This time the forward model is in a function f. We know what the true value of x should be, so we can calculate what the true output of f should be, which we store in y_true. We then start from an initial guess of x (zeros), calculate the output we get from f with that value of x, compare it to the desired output using a Mean Squared Error loss, backpropagate to get the gradient of that loss with respect to x and then update x by taking a step with our optimiser to reduce the loss. Running this for 2000 iterations is enough to converge on the correct solution. We zero the gradient stored in x.grad at the beginning of each iteration as it wouldn’t make sense to accumulate it.
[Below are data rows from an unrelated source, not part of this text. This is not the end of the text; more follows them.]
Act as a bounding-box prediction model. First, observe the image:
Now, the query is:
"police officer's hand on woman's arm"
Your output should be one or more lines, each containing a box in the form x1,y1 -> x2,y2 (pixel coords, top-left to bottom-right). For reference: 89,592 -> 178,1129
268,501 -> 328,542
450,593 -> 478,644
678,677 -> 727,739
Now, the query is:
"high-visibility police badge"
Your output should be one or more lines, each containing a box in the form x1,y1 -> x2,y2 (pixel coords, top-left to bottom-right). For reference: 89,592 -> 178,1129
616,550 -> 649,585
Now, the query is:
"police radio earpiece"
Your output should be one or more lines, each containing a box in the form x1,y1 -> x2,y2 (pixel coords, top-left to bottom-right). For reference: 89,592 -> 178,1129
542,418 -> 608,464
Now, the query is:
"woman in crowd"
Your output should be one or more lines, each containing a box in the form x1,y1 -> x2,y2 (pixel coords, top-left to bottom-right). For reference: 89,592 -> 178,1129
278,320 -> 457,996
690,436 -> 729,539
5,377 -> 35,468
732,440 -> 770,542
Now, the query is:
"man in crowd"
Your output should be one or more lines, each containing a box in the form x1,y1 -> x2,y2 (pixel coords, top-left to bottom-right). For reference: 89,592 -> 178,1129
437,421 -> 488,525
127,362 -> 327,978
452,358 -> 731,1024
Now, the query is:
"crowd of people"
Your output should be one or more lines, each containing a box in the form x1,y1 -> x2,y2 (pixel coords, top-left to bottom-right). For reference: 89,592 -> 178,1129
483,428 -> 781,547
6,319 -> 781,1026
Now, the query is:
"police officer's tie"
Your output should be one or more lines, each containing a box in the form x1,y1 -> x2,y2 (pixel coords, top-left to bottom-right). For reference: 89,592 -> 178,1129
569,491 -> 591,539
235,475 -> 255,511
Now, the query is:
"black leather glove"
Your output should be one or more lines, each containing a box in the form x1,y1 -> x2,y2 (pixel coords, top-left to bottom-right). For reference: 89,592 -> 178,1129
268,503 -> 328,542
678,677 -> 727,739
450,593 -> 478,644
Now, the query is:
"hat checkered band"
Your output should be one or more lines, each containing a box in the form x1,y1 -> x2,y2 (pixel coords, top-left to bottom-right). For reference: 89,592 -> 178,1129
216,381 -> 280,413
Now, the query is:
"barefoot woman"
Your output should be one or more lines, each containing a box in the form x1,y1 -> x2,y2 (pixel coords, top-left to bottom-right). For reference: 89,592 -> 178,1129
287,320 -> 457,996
You can now hopefully see why Deepwave is useful. It provides wave propagation as a PyTorch operation. In the above examples we used operations like multiplications and sines. Deepwave enables us to apply wave propagation as an operation just as easily, and then backpropagate through it to calculate gradients so that we can use it in inversion. There are several inputs to the Deepwave propagators, such as wavespeeds, source amplitudes, and initial wavefields, which you provide as Tensors. You can set requires_grad=True on some or all of these, to calculate gradients with respect to them. Just as we did with other operations above, you can chain multiple operations together, such as using a neural network to convert a latent vector into a wavespeed model, which is then used as input into wave propagation, and the output of that goes through multiple other operations before being used to calculate a loss function. As above, PyTorch can then do end-to-end backpropagation through this whole computational graph to calculate the gradient of your loss function with respect to that latent vector and any other variables involved in the calculation that had requires_grad=True. This makes it easy to quickly try out new ideas, which I hope will help you to make great progress in wave equation inverse problems.